Noch einmal feiern vor dem Shutdown: Mit Halloween-Dekoration, Kostümen und Rabatten auf Vodka- oder Champagnerflaschen lockte das Charlottenburger Etablissement „The Pearl“ seine Gäste am vergangenen Wochenende. Doch an alle Corona-Verordnungen hielten sich die Betreiber dabei nicht:

Sowohl in der Nacht auf Samstag als auch einen Abend später löste die Polizei die Partys auf. Dabei hatte der Club sogar eine Ausnahmegenehmigung vor dem Verwaltungsgericht erwirkt, wonach die Sperrstunde um 23 Uhr für die Betreiber nicht galt, sondern eine Verlängerung bis 24 Uhr. Doch auch an diese hielt sich offenbar niemand.

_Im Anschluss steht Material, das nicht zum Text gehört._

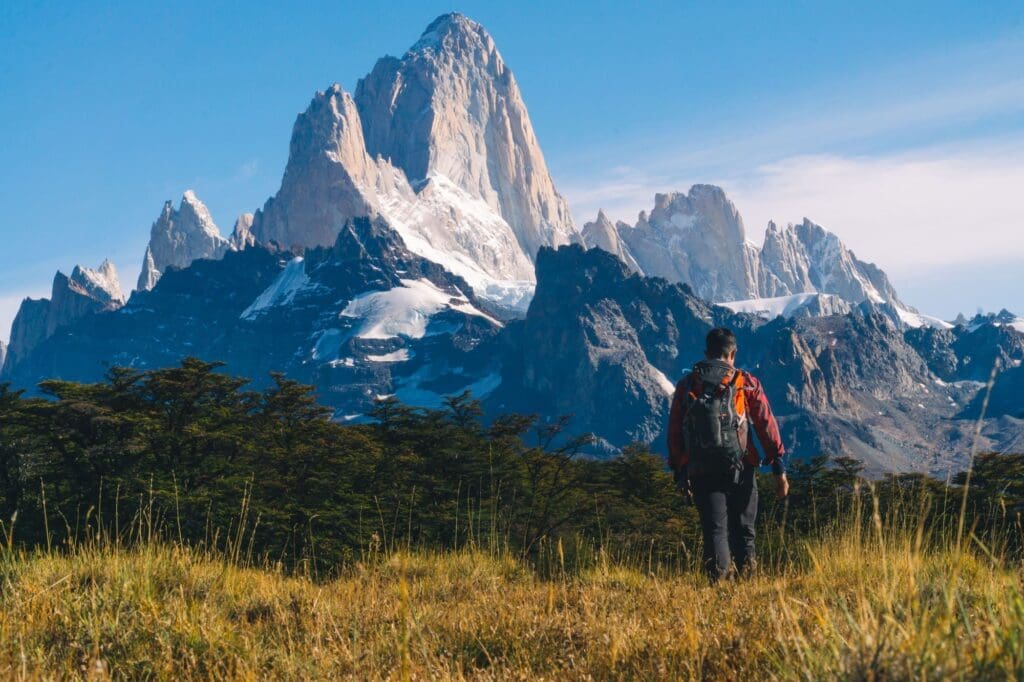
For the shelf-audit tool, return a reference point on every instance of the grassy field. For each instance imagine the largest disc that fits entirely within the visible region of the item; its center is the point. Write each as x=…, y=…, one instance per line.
x=872, y=605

Eine Polizeisprecherin sagte dem Tagesspiegel am Dienstag auf Anfrage: „In beiden Fällen wurden Ordnungswidrigkeitsverfahren gegen den Betreiber eingeleitet.“ Demnach hatte ein Unbekannter in der Nacht auf Samstag um 0.20 Uhr die Polizei alarmiert. Mehr als 100 Feiernde mussten den Club verlassen.

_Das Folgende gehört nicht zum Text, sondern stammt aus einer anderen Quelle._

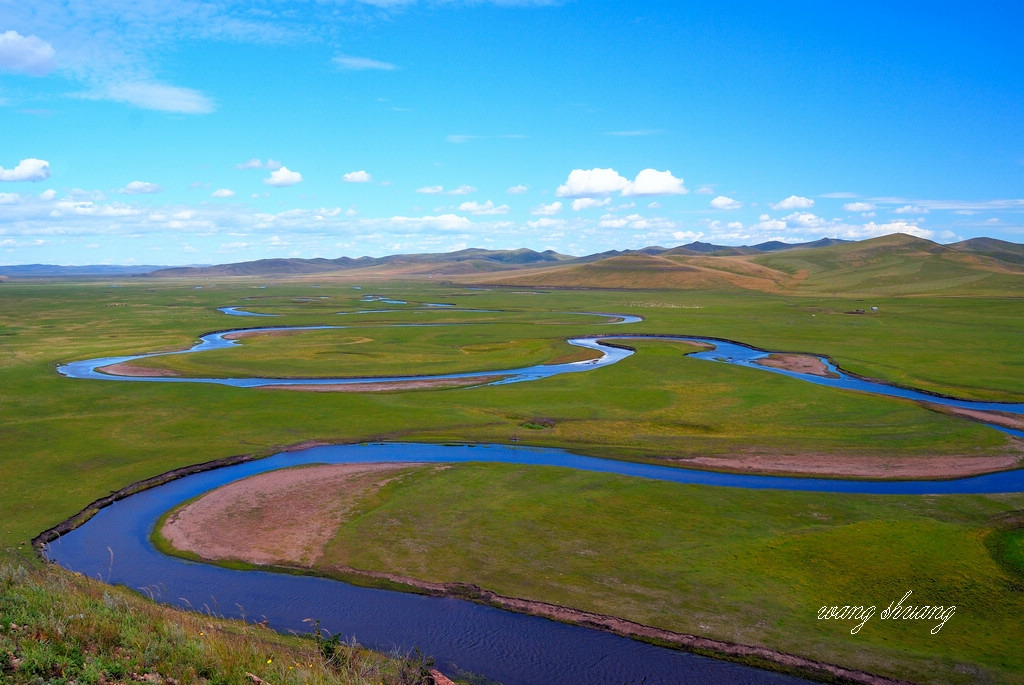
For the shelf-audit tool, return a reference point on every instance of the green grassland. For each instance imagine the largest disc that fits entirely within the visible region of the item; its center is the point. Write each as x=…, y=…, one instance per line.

Doch gelernt hatte man daraus offenbar nicht. Am nächsten Abend wurde die Polizei erneut nach Mitternacht gerufen. Dieses Mal rückte eine Hundertschaft an und beendete die Party. Auf Fotos, die die „B.Z.“ veröffentlichte, sieht man Gäste, die ohne Abstand und Maske feiern.

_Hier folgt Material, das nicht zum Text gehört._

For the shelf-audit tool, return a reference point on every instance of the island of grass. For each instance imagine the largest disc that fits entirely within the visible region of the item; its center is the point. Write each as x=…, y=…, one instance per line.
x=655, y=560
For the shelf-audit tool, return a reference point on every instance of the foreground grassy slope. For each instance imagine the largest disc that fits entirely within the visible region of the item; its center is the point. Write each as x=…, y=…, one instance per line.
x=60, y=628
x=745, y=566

Pikant ist der Fall vor dem Hintergrund, dass das Unternehmen in den vergangenen Monaten umfangreich mit Corona-Hilfsgeldern vom Land Berlin bezuschusst wurde. Im Rahmen der Soforthilfe IV 2.0 für Berliner Clubs erhielt „The Pearl Betriebs GmbH“ eine Zuwendung von 500.000 Euro – der Maximalbetrag.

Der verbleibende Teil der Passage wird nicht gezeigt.